A primeira resposta possível a essa pergunta traz um pouco de ceticismo: ora, as classes dirigentes não usam o conhecimento que melhoraria a vida dos cidadãos por que elas simplesmente não querem que a vida deles melhore. Por que colocam em primeiro plano seus planos de poder, seus interesses pessoais, acima do bem estar da população. O nome disso pode ser egoísmo, egocentrismo, mas de maneira simples esse comportamento, o de colocar-se acima do bem comum muito além do que seria razoável, pode ser chamado simplesmente de MALDADE. E eu não fui treinado para lidar com isso como cientista.

A segunda resposta que explicaria essa atitude inconsequente dos nossos dirigentes é que eles não usam ciência por simplesmente não a entendem. Mas em uma posição de liderança você pode se assessorar. São gastos muitos milhões de reais todos os anos para que nossos representantes possam se cercar das melhores equipes possíveis. Entendo que um senador ou um deputado não tenham obrigação de entender economia energética ou climatologia, mas eles têm os recursos para contatar os melhores especialistas em qualquer área. Se não o fazem, é por que não tem consciência nem da importância ou da existência desse tipo de conhecimento. O nome disso é ignorância, analfabetismo científico e, se formos considerar todas as oportunidades e recursos que um representante do povo tem às mãos no Brasil, pode ser chamado de BURRICE. E eu também não fui treinado para lidar com isso na minha carreira extremamente especializada. 

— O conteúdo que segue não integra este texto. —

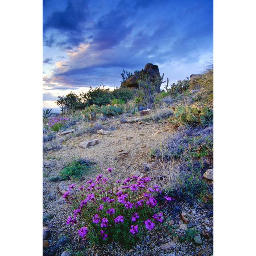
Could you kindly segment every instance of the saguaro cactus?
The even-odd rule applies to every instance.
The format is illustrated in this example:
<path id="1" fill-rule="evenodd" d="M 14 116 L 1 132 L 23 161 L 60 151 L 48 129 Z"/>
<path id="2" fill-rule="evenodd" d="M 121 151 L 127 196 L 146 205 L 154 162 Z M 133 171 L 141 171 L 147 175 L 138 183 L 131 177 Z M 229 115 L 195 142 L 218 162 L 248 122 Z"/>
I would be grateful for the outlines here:
<path id="1" fill-rule="evenodd" d="M 44 110 L 43 111 L 43 121 L 44 121 L 45 119 L 50 117 L 52 114 L 52 113 L 50 113 L 51 111 L 51 109 L 46 109 L 46 111 Z"/>

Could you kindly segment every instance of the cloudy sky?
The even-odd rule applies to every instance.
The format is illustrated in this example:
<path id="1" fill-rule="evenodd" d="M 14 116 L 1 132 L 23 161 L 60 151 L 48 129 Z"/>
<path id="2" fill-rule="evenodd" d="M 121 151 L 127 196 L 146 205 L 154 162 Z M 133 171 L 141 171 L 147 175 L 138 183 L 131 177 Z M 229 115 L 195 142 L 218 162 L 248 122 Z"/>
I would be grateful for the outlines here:
<path id="1" fill-rule="evenodd" d="M 212 0 L 43 0 L 44 107 L 124 68 L 158 65 L 171 82 L 203 70 L 213 52 Z"/>

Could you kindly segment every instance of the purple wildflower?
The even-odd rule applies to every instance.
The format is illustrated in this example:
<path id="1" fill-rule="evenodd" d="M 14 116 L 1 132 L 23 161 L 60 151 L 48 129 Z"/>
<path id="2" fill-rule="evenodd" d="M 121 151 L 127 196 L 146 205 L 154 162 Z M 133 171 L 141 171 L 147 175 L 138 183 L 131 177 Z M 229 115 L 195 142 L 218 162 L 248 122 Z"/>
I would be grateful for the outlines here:
<path id="1" fill-rule="evenodd" d="M 122 215 L 118 215 L 115 219 L 115 223 L 118 223 L 118 222 L 123 222 L 124 220 L 124 217 Z"/>
<path id="2" fill-rule="evenodd" d="M 63 194 L 63 198 L 65 198 L 66 197 L 67 197 L 67 196 L 68 196 L 68 195 L 69 194 L 69 190 L 66 191 Z"/>
<path id="3" fill-rule="evenodd" d="M 124 206 L 126 209 L 132 209 L 133 204 L 130 202 L 128 202 L 124 204 Z"/>
<path id="4" fill-rule="evenodd" d="M 92 217 L 92 222 L 94 223 L 98 223 L 100 222 L 100 218 L 99 216 L 99 214 L 96 214 L 93 217 Z"/>
<path id="5" fill-rule="evenodd" d="M 154 207 L 156 205 L 157 202 L 154 197 L 150 197 L 148 200 L 146 204 L 150 207 Z"/>
<path id="6" fill-rule="evenodd" d="M 108 220 L 106 218 L 103 218 L 101 219 L 101 224 L 100 224 L 100 227 L 107 227 Z"/>
<path id="7" fill-rule="evenodd" d="M 105 233 L 105 231 L 104 230 L 100 230 L 100 234 L 103 240 L 105 240 L 108 237 L 108 235 Z"/>
<path id="8" fill-rule="evenodd" d="M 110 208 L 107 211 L 107 213 L 112 215 L 112 214 L 114 214 L 116 212 L 116 211 L 114 208 Z"/>
<path id="9" fill-rule="evenodd" d="M 132 215 L 132 221 L 136 221 L 137 219 L 138 219 L 139 218 L 140 216 L 138 213 L 137 213 L 137 212 L 135 212 Z"/>
<path id="10" fill-rule="evenodd" d="M 152 222 L 150 220 L 147 220 L 144 222 L 146 228 L 149 230 L 151 230 L 155 225 L 154 223 Z"/>
<path id="11" fill-rule="evenodd" d="M 130 228 L 131 229 L 130 230 L 130 232 L 133 234 L 135 235 L 138 232 L 138 225 L 136 225 L 135 226 L 134 226 L 132 225 Z"/>
<path id="12" fill-rule="evenodd" d="M 78 231 L 78 233 L 80 236 L 84 237 L 88 233 L 88 228 L 87 227 L 83 227 Z"/>

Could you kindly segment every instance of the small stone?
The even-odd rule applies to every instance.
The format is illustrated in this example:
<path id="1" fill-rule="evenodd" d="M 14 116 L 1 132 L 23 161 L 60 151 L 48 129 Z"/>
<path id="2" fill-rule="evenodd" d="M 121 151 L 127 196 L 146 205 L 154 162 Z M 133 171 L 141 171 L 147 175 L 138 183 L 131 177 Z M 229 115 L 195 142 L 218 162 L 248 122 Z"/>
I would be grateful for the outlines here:
<path id="1" fill-rule="evenodd" d="M 210 231 L 211 230 L 211 228 L 209 227 L 205 227 L 205 228 L 208 231 Z"/>
<path id="2" fill-rule="evenodd" d="M 186 212 L 182 212 L 181 214 L 181 218 L 183 221 L 186 224 L 188 224 L 190 220 L 190 218 L 187 213 Z"/>
<path id="3" fill-rule="evenodd" d="M 185 223 L 182 223 L 180 225 L 179 228 L 182 230 L 186 230 L 188 229 L 188 226 Z"/>
<path id="4" fill-rule="evenodd" d="M 132 178 L 133 176 L 139 176 L 141 174 L 139 171 L 134 171 L 133 172 L 132 172 L 131 174 L 130 175 L 130 177 Z"/>
<path id="5" fill-rule="evenodd" d="M 207 180 L 213 180 L 213 169 L 208 169 L 204 174 L 204 178 Z"/>
<path id="6" fill-rule="evenodd" d="M 197 220 L 190 220 L 189 222 L 189 223 L 188 224 L 188 228 L 189 228 L 192 227 L 194 227 L 195 226 L 199 225 L 199 224 L 200 224 L 200 223 Z"/>
<path id="7" fill-rule="evenodd" d="M 44 248 L 47 248 L 49 245 L 50 244 L 47 240 L 44 240 L 43 241 L 43 247 Z"/>
<path id="8" fill-rule="evenodd" d="M 98 139 L 90 140 L 79 143 L 78 146 L 82 148 L 87 148 L 89 146 L 95 146 L 99 143 Z"/>
<path id="9" fill-rule="evenodd" d="M 198 252 L 198 256 L 210 256 L 212 253 L 212 250 L 210 247 L 206 247 L 201 250 Z"/>
<path id="10" fill-rule="evenodd" d="M 194 238 L 194 241 L 196 244 L 197 245 L 200 245 L 203 243 L 202 238 L 201 238 L 201 236 L 200 235 L 196 236 Z"/>
<path id="11" fill-rule="evenodd" d="M 43 227 L 43 240 L 48 238 L 51 235 L 51 232 L 47 227 Z"/>
<path id="12" fill-rule="evenodd" d="M 64 132 L 60 132 L 59 134 L 60 135 L 66 135 L 66 134 L 68 134 L 69 133 L 70 133 L 71 132 L 74 132 L 75 130 L 76 130 L 74 129 L 71 129 L 70 130 L 68 130 L 66 131 L 64 131 Z"/>
<path id="13" fill-rule="evenodd" d="M 110 131 L 104 131 L 103 129 L 101 129 L 98 131 L 97 131 L 97 133 L 98 133 L 99 134 L 102 134 L 103 135 L 108 134 L 110 132 Z"/>
<path id="14" fill-rule="evenodd" d="M 160 247 L 162 250 L 168 250 L 171 248 L 174 248 L 176 247 L 176 244 L 173 242 L 169 242 L 166 244 L 162 244 Z"/>
<path id="15" fill-rule="evenodd" d="M 56 165 L 56 162 L 53 160 L 48 161 L 44 161 L 43 162 L 43 166 L 46 168 L 53 168 Z"/>
<path id="16" fill-rule="evenodd" d="M 210 237 L 211 234 L 209 231 L 207 230 L 202 230 L 201 232 L 201 235 L 202 236 L 205 237 L 207 239 L 209 239 Z"/>
<path id="17" fill-rule="evenodd" d="M 68 251 L 64 251 L 61 254 L 60 254 L 60 256 L 72 256 L 71 254 Z"/>

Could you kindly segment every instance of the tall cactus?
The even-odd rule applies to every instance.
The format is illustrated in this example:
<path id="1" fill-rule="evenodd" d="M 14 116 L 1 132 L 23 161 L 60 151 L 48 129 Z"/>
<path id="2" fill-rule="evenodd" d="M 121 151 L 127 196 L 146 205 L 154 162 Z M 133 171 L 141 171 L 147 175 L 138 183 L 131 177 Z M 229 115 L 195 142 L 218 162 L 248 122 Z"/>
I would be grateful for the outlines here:
<path id="1" fill-rule="evenodd" d="M 52 114 L 52 113 L 50 113 L 51 111 L 51 108 L 50 109 L 46 109 L 46 111 L 44 110 L 43 111 L 43 121 L 44 121 L 45 119 L 48 118 L 48 117 L 50 117 Z"/>

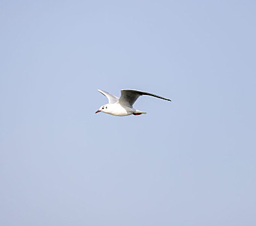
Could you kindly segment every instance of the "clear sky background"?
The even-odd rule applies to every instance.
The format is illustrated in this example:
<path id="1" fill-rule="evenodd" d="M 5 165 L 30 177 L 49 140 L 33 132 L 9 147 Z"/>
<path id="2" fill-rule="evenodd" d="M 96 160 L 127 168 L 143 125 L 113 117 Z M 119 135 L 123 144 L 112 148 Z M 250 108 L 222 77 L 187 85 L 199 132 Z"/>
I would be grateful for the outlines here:
<path id="1" fill-rule="evenodd" d="M 255 225 L 255 10 L 1 1 L 0 225 Z"/>

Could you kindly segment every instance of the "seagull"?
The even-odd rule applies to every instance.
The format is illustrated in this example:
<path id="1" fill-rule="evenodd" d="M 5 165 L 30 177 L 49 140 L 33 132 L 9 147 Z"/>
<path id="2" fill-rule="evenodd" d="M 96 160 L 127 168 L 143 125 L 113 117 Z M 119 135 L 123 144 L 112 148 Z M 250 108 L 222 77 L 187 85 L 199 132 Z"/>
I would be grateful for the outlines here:
<path id="1" fill-rule="evenodd" d="M 108 99 L 108 103 L 101 106 L 95 114 L 98 112 L 104 112 L 116 116 L 126 116 L 131 114 L 138 116 L 141 114 L 146 114 L 146 112 L 135 110 L 132 107 L 139 97 L 143 95 L 152 96 L 167 101 L 171 101 L 169 99 L 156 94 L 132 89 L 122 90 L 120 98 L 106 91 L 101 90 L 98 90 L 98 91 L 107 97 Z"/>

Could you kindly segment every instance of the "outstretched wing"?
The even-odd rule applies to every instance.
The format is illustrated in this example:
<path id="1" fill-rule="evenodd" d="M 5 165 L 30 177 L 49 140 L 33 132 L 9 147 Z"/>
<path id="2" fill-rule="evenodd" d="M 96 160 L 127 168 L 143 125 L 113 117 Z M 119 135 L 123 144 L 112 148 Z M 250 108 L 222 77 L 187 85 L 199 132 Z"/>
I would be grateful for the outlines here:
<path id="1" fill-rule="evenodd" d="M 99 92 L 101 92 L 104 96 L 106 96 L 108 99 L 108 103 L 114 103 L 119 100 L 119 98 L 117 96 L 109 94 L 108 92 L 103 91 L 101 90 L 97 90 Z"/>
<path id="2" fill-rule="evenodd" d="M 137 99 L 138 99 L 140 96 L 143 95 L 152 96 L 155 98 L 170 101 L 170 99 L 169 99 L 163 98 L 158 95 L 150 94 L 149 92 L 136 90 L 122 90 L 121 96 L 119 98 L 119 102 L 122 106 L 132 107 L 132 105 L 134 105 L 134 103 L 136 101 Z"/>

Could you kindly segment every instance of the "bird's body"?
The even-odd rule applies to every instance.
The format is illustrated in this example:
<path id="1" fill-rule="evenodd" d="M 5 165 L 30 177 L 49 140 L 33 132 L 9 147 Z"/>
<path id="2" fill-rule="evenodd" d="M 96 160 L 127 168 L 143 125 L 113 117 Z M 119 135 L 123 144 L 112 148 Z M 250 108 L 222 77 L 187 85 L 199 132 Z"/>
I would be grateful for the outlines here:
<path id="1" fill-rule="evenodd" d="M 152 96 L 170 101 L 170 99 L 159 96 L 136 90 L 122 90 L 120 98 L 106 91 L 101 90 L 98 90 L 98 91 L 108 98 L 109 103 L 100 107 L 95 113 L 102 112 L 116 116 L 126 116 L 131 114 L 140 115 L 141 114 L 146 114 L 146 112 L 134 109 L 132 107 L 134 102 L 142 95 Z"/>

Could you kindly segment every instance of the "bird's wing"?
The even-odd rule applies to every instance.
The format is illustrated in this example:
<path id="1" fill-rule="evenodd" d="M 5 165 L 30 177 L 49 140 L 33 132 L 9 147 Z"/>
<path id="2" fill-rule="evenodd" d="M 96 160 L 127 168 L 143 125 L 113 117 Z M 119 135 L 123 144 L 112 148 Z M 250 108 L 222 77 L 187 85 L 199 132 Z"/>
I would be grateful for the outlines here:
<path id="1" fill-rule="evenodd" d="M 108 103 L 114 103 L 118 101 L 119 99 L 117 96 L 109 94 L 108 92 L 103 91 L 101 90 L 98 90 L 99 92 L 101 92 L 104 96 L 106 96 L 108 99 Z"/>
<path id="2" fill-rule="evenodd" d="M 137 99 L 139 98 L 140 96 L 148 95 L 154 96 L 155 98 L 158 98 L 167 101 L 170 101 L 170 99 L 163 98 L 160 96 L 156 94 L 150 94 L 149 92 L 146 92 L 136 90 L 122 90 L 121 96 L 119 98 L 119 103 L 124 107 L 132 107 L 132 105 L 136 101 Z"/>

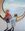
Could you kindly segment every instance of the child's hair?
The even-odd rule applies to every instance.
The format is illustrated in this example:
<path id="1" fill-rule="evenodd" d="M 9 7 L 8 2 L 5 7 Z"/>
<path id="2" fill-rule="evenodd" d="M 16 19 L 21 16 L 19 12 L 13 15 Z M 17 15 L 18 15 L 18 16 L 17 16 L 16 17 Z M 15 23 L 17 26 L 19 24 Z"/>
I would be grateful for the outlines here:
<path id="1" fill-rule="evenodd" d="M 14 16 L 16 17 L 16 16 L 17 16 L 17 14 L 14 14 Z"/>

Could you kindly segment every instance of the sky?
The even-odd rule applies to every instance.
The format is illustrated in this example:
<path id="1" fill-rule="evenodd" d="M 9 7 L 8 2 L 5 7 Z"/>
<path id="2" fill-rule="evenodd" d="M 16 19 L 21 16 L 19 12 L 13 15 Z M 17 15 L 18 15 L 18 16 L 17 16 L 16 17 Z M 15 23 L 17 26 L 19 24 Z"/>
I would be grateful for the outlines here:
<path id="1" fill-rule="evenodd" d="M 6 9 L 9 9 L 12 15 L 14 14 L 14 12 L 16 12 L 19 15 L 21 12 L 25 10 L 25 0 L 5 0 L 3 4 L 3 9 L 5 11 Z"/>
<path id="2" fill-rule="evenodd" d="M 9 1 L 12 3 L 9 3 Z M 13 2 L 15 6 L 13 6 Z M 12 15 L 15 12 L 20 16 L 25 11 L 25 0 L 5 0 L 3 8 L 4 10 L 9 9 Z M 0 31 L 4 29 L 6 29 L 6 22 L 0 18 Z M 25 31 L 25 18 L 16 23 L 15 31 Z"/>

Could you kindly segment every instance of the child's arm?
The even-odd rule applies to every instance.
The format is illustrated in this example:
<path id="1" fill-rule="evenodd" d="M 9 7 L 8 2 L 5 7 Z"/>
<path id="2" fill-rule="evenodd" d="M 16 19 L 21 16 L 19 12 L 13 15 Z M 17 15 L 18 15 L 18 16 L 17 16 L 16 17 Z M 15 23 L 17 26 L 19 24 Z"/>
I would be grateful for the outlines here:
<path id="1" fill-rule="evenodd" d="M 25 17 L 25 12 L 23 13 L 23 15 L 17 16 L 16 20 L 19 21 L 19 20 L 23 19 L 24 17 Z"/>

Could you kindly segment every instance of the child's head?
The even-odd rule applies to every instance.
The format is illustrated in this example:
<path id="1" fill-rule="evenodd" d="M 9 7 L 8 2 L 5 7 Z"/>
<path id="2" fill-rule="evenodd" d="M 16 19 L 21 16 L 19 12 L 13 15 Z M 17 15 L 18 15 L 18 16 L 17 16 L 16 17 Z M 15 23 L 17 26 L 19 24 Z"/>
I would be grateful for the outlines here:
<path id="1" fill-rule="evenodd" d="M 17 14 L 14 14 L 14 17 L 17 17 Z"/>
<path id="2" fill-rule="evenodd" d="M 9 12 L 9 10 L 6 10 L 6 13 L 8 13 Z"/>

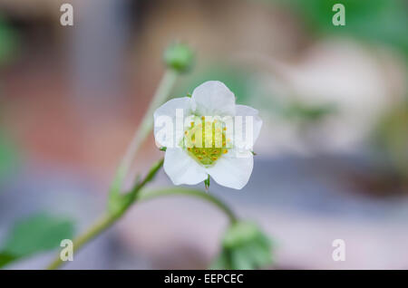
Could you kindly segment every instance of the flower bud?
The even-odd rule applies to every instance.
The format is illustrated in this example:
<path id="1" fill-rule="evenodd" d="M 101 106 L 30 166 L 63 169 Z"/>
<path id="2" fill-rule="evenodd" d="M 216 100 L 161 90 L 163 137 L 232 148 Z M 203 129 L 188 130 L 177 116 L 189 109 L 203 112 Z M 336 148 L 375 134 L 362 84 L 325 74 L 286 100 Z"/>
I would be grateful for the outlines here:
<path id="1" fill-rule="evenodd" d="M 226 231 L 222 250 L 212 269 L 258 269 L 272 263 L 271 243 L 249 222 L 237 222 Z"/>

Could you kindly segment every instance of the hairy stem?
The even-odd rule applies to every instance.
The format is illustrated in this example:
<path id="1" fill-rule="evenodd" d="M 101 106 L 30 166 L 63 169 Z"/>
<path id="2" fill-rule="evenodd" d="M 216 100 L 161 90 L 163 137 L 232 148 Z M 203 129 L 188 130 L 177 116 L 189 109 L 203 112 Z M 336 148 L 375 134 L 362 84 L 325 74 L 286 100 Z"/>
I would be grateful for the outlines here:
<path id="1" fill-rule="evenodd" d="M 123 216 L 123 214 L 129 209 L 129 207 L 133 204 L 136 199 L 136 195 L 138 192 L 150 181 L 151 181 L 154 176 L 159 172 L 160 168 L 163 166 L 163 159 L 160 159 L 158 163 L 153 165 L 146 175 L 146 177 L 140 182 L 136 183 L 134 187 L 131 192 L 123 195 L 126 202 L 123 202 L 123 206 L 121 209 L 118 210 L 117 213 L 108 213 L 99 219 L 93 226 L 92 226 L 88 230 L 86 230 L 83 235 L 78 236 L 73 240 L 73 252 L 77 252 L 85 244 L 92 240 L 94 237 L 99 235 L 104 230 L 112 226 L 118 219 Z M 47 269 L 57 269 L 64 262 L 61 260 L 58 254 L 55 259 L 48 265 Z"/>
<path id="2" fill-rule="evenodd" d="M 123 181 L 128 175 L 129 169 L 134 161 L 138 150 L 153 129 L 153 113 L 155 110 L 169 98 L 169 94 L 176 82 L 177 75 L 178 73 L 175 71 L 169 69 L 161 78 L 151 102 L 143 116 L 141 123 L 136 130 L 133 139 L 119 165 L 111 187 L 111 193 L 119 193 L 121 191 Z"/>
<path id="3" fill-rule="evenodd" d="M 209 204 L 214 205 L 220 211 L 225 213 L 225 215 L 228 217 L 231 223 L 235 223 L 238 220 L 237 216 L 234 212 L 221 200 L 212 196 L 211 194 L 203 192 L 199 189 L 192 189 L 187 187 L 170 187 L 170 188 L 162 188 L 152 190 L 149 192 L 141 192 L 139 194 L 138 202 L 147 201 L 151 199 L 154 199 L 160 197 L 168 197 L 168 196 L 187 196 L 193 197 L 203 199 Z"/>

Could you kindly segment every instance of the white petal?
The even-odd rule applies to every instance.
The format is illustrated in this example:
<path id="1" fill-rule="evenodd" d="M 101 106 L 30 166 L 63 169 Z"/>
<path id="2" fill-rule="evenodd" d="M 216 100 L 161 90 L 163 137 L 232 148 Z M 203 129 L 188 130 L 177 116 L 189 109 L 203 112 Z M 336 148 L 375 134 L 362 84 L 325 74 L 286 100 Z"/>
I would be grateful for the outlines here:
<path id="1" fill-rule="evenodd" d="M 154 138 L 158 146 L 175 147 L 180 139 L 176 139 L 176 110 L 181 109 L 183 110 L 183 117 L 186 118 L 191 111 L 191 99 L 189 97 L 175 98 L 167 101 L 159 107 L 153 114 L 154 118 Z M 168 131 L 165 123 L 170 122 Z M 169 135 L 166 139 L 164 134 Z M 182 131 L 180 137 L 182 137 Z"/>
<path id="2" fill-rule="evenodd" d="M 258 116 L 258 110 L 246 105 L 237 105 L 235 109 L 236 116 L 243 116 L 242 127 L 244 130 L 246 130 L 246 116 L 253 116 L 253 142 L 255 144 L 262 128 L 262 120 Z"/>
<path id="3" fill-rule="evenodd" d="M 209 81 L 194 89 L 191 107 L 199 116 L 234 116 L 235 96 L 219 81 Z"/>
<path id="4" fill-rule="evenodd" d="M 249 180 L 253 168 L 254 158 L 250 151 L 237 157 L 235 150 L 229 150 L 213 167 L 207 168 L 207 172 L 219 185 L 241 189 Z"/>
<path id="5" fill-rule="evenodd" d="M 180 148 L 167 149 L 163 168 L 174 185 L 195 185 L 208 177 L 205 168 Z"/>

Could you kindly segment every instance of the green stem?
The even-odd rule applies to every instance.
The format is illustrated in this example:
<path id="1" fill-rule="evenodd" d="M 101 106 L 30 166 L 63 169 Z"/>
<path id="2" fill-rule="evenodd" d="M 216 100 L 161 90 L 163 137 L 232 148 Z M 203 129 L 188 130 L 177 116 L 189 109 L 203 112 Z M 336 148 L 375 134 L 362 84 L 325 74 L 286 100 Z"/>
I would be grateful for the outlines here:
<path id="1" fill-rule="evenodd" d="M 157 198 L 159 197 L 166 196 L 189 196 L 201 198 L 214 205 L 215 206 L 219 208 L 219 210 L 224 212 L 231 223 L 235 223 L 238 221 L 237 216 L 224 202 L 215 197 L 214 196 L 199 189 L 191 189 L 186 187 L 162 188 L 150 192 L 140 193 L 138 196 L 138 201 L 147 201 Z"/>
<path id="2" fill-rule="evenodd" d="M 141 144 L 153 129 L 153 113 L 168 98 L 177 80 L 177 72 L 168 69 L 161 78 L 160 82 L 153 95 L 152 101 L 143 116 L 141 123 L 136 130 L 133 139 L 129 145 L 123 158 L 116 171 L 115 178 L 111 187 L 111 193 L 119 193 L 129 169 L 134 161 L 136 154 Z"/>
<path id="3" fill-rule="evenodd" d="M 116 211 L 116 213 L 108 213 L 103 216 L 101 219 L 99 219 L 93 226 L 92 226 L 88 230 L 85 231 L 82 235 L 78 236 L 76 239 L 73 241 L 73 252 L 77 252 L 81 249 L 85 244 L 92 240 L 94 237 L 99 235 L 104 230 L 112 226 L 117 220 L 119 220 L 121 216 L 129 209 L 129 207 L 133 204 L 136 199 L 136 195 L 138 192 L 150 181 L 151 181 L 154 176 L 159 172 L 160 168 L 163 166 L 163 159 L 160 159 L 158 163 L 153 165 L 146 175 L 146 177 L 141 181 L 135 184 L 134 187 L 131 192 L 123 195 L 123 199 L 126 199 L 123 202 L 123 206 Z M 60 255 L 58 254 L 55 259 L 47 266 L 47 269 L 57 269 L 64 262 L 61 260 Z"/>
<path id="4" fill-rule="evenodd" d="M 86 243 L 92 240 L 94 237 L 99 235 L 102 232 L 110 227 L 117 218 L 113 215 L 105 215 L 101 219 L 99 219 L 92 226 L 91 226 L 84 234 L 77 237 L 73 241 L 73 253 L 77 252 L 81 249 Z M 48 270 L 58 269 L 61 265 L 63 265 L 64 262 L 61 260 L 60 255 L 58 254 L 54 260 L 47 266 Z"/>

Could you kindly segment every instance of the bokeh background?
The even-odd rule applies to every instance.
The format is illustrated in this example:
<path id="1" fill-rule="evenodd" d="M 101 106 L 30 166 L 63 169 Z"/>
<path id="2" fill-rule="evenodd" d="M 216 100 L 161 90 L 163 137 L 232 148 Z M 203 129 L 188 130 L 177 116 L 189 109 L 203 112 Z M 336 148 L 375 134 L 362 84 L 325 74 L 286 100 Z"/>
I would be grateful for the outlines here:
<path id="1" fill-rule="evenodd" d="M 181 41 L 196 62 L 172 95 L 219 80 L 264 120 L 248 186 L 209 193 L 273 239 L 266 268 L 408 269 L 407 12 L 403 0 L 0 0 L 0 254 L 32 254 L 5 268 L 55 254 L 34 252 L 60 235 L 30 228 L 77 234 L 104 211 L 162 51 Z M 151 136 L 132 174 L 161 154 Z M 168 185 L 160 172 L 153 186 Z M 226 224 L 196 199 L 136 205 L 65 268 L 206 268 Z"/>

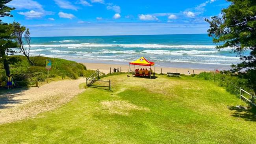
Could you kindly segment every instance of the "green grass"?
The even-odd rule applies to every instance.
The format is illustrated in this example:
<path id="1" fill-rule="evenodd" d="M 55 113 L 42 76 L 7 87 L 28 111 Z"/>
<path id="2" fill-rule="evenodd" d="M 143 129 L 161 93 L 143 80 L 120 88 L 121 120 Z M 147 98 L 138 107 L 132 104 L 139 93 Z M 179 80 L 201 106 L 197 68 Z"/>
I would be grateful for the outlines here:
<path id="1" fill-rule="evenodd" d="M 189 76 L 149 79 L 126 75 L 104 78 L 111 79 L 111 91 L 87 87 L 54 111 L 0 125 L 0 142 L 256 142 L 255 111 L 236 109 L 246 104 L 212 82 Z"/>
<path id="2" fill-rule="evenodd" d="M 34 62 L 35 66 L 31 66 L 24 56 L 13 55 L 9 57 L 11 73 L 15 80 L 37 79 L 40 81 L 45 81 L 48 76 L 48 70 L 45 68 L 46 59 L 52 61 L 49 77 L 54 80 L 61 79 L 63 76 L 64 78 L 76 79 L 80 76 L 89 76 L 93 73 L 93 70 L 87 70 L 83 64 L 73 61 L 41 56 L 31 57 L 30 59 Z M 3 67 L 3 64 L 0 63 L 0 81 L 6 78 Z"/>

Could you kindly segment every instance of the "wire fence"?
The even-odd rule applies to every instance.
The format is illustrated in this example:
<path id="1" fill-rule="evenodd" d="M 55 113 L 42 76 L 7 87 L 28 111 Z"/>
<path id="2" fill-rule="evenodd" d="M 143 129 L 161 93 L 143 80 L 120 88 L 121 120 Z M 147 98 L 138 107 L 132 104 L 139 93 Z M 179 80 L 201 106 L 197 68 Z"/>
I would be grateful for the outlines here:
<path id="1" fill-rule="evenodd" d="M 245 90 L 245 89 L 245 89 L 246 88 L 239 87 L 228 78 L 221 77 L 219 74 L 216 75 L 215 73 L 213 74 L 213 79 L 214 82 L 218 83 L 221 87 L 225 87 L 228 91 L 239 96 L 241 100 L 249 102 L 252 107 L 253 107 L 253 106 L 256 107 L 255 96 L 254 94 L 252 94 Z"/>

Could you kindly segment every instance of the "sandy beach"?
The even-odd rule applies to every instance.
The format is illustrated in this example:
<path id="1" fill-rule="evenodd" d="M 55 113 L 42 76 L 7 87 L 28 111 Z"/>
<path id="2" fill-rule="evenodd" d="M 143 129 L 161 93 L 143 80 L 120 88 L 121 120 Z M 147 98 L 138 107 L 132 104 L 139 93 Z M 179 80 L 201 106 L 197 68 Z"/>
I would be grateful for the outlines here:
<path id="1" fill-rule="evenodd" d="M 129 65 L 113 65 L 113 64 L 107 64 L 104 63 L 83 63 L 87 68 L 87 69 L 96 70 L 98 69 L 100 72 L 102 72 L 105 74 L 108 74 L 110 71 L 110 68 L 111 68 L 111 72 L 113 72 L 113 69 L 115 68 L 116 69 L 121 68 L 121 72 L 127 72 L 129 69 Z M 131 65 L 131 69 L 132 70 L 134 70 L 134 66 Z M 135 66 L 134 68 L 149 68 L 149 67 Z M 152 67 L 152 68 L 153 68 Z M 188 74 L 189 71 L 191 74 L 193 74 L 193 70 L 195 71 L 195 74 L 198 74 L 200 72 L 210 72 L 209 70 L 203 69 L 193 69 L 189 68 L 170 68 L 170 67 L 160 67 L 156 66 L 155 67 L 155 72 L 156 73 L 161 73 L 161 68 L 162 68 L 162 72 L 164 74 L 166 74 L 168 72 L 176 72 L 178 69 L 178 72 L 181 74 Z M 153 69 L 154 70 L 154 69 Z"/>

Dessa forma, nossa comunidade científica tem um enfrentamento muito difícil para os próximos anos. A Maldade e a Burrice de nossos dirigentes podem ser ou não um reflexo maior da sociedade, mas de qualquer forma são duas forças poderosas. E nós não estamos preparados para o seu enfrentamento. Mas elas devem ser superadas, sublimadas, convertidas ao nosso bem maior. O diálogo entre a classe científica e a classe política deve ser constante, e não apenas acontecer num momento de crise devastadora. Esse é o único caminho seguro para o desenvolvimento do país, e para que se atinjam melhores níveis na qualidade de vida e felicidade de toda a população. Para isso é necessário que nossa fé, nossa paciência, nosso amor pelo conhecimento sejam renovados a cada dia. O jovem, aquele jovem que decidiu ser biólogo há mais de vinte anos, ainda acha que é possível mudar o mundo - para melhor.